[PATCH 0/3] sched: Generalize misfit load balance

From: Qais Yousef
Date: Fri Dec 08 2023 - 20:18:35 EST


Misfit load balance was added to help handle HMP systems where we can make
a wrong decision at wake up thinking a task can run at a smaller core, but its
characteristics change and requires to migrate to a bigger core to meet its
performance demands.

With the addition of uclamp, we can encounter more cases where such wrong
placement decisions can be made and require load balancer to do a corrective
action.

Specifically if a big task capped by uclamp_max was placed on a big core at
wake up because EAS thought it is the most energy efficient core at the time,
the dynamics of the system might change where other uncapped tasks might wake
up on the cluster and there could be a better new more energy efficient
placement for the capped task(s).

We can generalize the misfit load balance to handle different type of misfits
(whatever they may be) by simply giving it a reason. The reason can decide the
type of action required then.

Current misfit implementation is considered MISFIT_PERF. Which means we need to
move a task to a better CPU to meet its performance requirement.

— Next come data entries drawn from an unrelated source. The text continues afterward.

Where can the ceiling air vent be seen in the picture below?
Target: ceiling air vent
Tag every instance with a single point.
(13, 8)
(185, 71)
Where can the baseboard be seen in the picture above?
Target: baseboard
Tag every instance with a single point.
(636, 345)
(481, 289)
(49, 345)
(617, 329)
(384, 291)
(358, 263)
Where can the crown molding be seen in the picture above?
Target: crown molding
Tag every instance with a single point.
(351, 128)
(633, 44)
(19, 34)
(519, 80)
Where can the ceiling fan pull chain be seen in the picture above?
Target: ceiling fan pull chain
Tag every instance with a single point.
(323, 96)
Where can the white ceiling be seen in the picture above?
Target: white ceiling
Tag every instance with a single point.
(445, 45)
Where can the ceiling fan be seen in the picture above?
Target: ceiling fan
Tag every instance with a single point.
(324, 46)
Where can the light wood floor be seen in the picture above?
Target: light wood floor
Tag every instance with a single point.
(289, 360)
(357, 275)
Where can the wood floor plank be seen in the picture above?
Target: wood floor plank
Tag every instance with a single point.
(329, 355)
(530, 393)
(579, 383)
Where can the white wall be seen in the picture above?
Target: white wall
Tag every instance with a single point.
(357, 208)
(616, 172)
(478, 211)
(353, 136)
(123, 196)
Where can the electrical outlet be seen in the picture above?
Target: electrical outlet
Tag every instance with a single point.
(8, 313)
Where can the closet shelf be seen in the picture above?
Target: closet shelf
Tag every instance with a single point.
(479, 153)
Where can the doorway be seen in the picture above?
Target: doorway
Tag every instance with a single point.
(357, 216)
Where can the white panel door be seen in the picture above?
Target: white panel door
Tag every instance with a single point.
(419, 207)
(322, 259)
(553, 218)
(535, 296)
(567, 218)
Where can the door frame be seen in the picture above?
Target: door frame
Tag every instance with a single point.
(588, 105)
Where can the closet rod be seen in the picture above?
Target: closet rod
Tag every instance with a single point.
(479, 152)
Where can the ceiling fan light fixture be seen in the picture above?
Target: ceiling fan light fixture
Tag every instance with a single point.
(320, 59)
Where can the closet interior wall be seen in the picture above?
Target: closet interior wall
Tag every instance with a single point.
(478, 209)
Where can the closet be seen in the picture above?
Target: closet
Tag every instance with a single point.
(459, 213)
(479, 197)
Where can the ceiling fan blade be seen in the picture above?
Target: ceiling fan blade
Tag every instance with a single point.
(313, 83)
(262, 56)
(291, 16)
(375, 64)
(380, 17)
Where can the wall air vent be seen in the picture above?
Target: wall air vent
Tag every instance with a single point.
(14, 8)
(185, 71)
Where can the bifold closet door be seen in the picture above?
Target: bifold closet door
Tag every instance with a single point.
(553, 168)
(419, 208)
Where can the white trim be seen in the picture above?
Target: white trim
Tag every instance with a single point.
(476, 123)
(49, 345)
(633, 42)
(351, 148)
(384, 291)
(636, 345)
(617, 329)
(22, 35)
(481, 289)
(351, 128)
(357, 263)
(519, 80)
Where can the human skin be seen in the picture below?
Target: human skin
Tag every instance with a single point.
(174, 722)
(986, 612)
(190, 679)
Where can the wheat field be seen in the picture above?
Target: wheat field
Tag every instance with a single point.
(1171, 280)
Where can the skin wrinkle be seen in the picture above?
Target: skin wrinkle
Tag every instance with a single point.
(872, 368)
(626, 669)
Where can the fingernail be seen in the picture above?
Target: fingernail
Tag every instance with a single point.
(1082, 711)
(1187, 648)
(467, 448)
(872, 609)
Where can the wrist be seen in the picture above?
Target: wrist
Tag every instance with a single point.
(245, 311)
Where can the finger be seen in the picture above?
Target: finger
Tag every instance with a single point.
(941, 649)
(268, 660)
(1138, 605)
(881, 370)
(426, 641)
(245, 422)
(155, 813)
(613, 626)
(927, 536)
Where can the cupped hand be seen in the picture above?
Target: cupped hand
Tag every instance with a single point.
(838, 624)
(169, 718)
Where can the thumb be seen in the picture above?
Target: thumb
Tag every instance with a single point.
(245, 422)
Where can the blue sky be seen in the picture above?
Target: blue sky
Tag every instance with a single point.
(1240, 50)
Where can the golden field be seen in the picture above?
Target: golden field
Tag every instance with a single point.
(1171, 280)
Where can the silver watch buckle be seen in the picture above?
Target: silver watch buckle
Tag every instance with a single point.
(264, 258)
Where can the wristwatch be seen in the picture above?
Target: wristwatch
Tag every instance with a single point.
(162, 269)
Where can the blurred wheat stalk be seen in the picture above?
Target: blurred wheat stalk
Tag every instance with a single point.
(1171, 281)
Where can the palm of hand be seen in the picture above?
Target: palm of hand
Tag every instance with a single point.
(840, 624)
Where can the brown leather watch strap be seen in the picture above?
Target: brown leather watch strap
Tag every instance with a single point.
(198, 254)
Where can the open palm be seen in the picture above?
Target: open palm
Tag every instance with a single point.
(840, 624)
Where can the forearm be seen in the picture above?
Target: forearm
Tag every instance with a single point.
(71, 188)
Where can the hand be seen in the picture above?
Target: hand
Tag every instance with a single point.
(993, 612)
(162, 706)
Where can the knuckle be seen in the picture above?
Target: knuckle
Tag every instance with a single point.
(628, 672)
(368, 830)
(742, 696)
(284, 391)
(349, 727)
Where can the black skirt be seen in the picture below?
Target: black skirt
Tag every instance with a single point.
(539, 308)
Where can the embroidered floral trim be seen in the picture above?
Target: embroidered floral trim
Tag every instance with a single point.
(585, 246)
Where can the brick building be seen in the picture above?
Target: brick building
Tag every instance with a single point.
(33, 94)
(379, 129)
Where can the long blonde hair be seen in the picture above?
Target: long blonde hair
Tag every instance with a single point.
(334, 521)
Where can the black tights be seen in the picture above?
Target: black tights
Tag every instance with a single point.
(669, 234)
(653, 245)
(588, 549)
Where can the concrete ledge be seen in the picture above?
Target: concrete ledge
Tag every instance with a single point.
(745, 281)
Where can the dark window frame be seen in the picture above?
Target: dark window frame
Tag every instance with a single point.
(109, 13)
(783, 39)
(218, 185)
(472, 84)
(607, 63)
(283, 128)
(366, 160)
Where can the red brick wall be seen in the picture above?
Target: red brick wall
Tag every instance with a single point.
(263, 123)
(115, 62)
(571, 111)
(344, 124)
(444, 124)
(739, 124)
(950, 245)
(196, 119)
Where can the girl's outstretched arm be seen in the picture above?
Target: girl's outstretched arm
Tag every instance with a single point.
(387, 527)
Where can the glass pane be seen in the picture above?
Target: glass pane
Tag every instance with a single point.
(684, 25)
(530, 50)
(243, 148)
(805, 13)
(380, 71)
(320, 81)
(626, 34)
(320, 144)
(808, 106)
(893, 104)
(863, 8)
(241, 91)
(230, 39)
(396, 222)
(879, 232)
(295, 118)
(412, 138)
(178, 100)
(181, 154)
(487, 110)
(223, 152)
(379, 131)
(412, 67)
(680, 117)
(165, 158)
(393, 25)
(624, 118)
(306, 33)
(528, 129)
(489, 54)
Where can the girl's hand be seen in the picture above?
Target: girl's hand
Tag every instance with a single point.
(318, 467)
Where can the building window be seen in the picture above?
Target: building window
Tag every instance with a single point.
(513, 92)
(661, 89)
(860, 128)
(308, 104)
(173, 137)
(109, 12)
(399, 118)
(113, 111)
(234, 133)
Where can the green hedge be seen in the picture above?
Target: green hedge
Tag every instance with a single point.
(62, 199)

For UCLAMP_MAX I propose MISFIT_POWER, where we need to find a better placement
to control its impact on power.

Once we have an API to annotate latency sensitive tasks, it is anticipated
MISFIT_LATENCY load balance will be required to help handle oversubscribe
situations to help better distribute the latency sensitive tasks to help reduce
their wake up latency.

Patch 1 splits misfit status update from misfit detection by adding a new
function is_misfit_task().

Patch 2 implements the generalization logic by adding a misfit reason and
propagating that correctly and guarding the current misfit code with
MISFIT_PERF reason.

Patch 3 is an RFC on a potential implementation for MISFIT_POWER.

Patch 1 and 2 were tested stand alone and had no regression observed and should
not introduce a functional change and can be considered for merge if they make
sense after addressing any review comments.

Patch 3 was only tested to verify it does what I expected it to do. But no real
power/perf testing was done. Mainly because I was expecting to remove uclamp
max-aggregation [1] and the RFC I currently have (which I wrote many many
months ago) is tied to detecting a task being uncapped by max-aggregation.
I need to rethink the detection mechanism.

Beside that, the logic relies on using find_energy_efficient_cpu() to find the
best potential new placement for the task. To do that though, we need to force
every CPU to do the MISFIT_POWER load balance as we don't know which CPU should
do the pull. But there might be better thoughts on how to handle this. So
feedback and thoughts would be appreciated.

[1] https://lore.kernel.org/lkml/20231208015242.385103-1-qyousef@xxxxxxxxxxx/

Thanks!

--
Qais Yousef

Qais Yousef (3):
sched/fair: Add is_misfit_task() function
sched/fair: Generalize misfit lb by adding a misfit reason
sched/fair: Implement new type of misfit MISFIT_POWER

kernel/sched/fair.c | 115 +++++++++++++++++++++++++++++++++++++------
kernel/sched/sched.h | 9 ++++
2 files changed, 110 insertions(+), 14 deletions(-)

--
2.34.1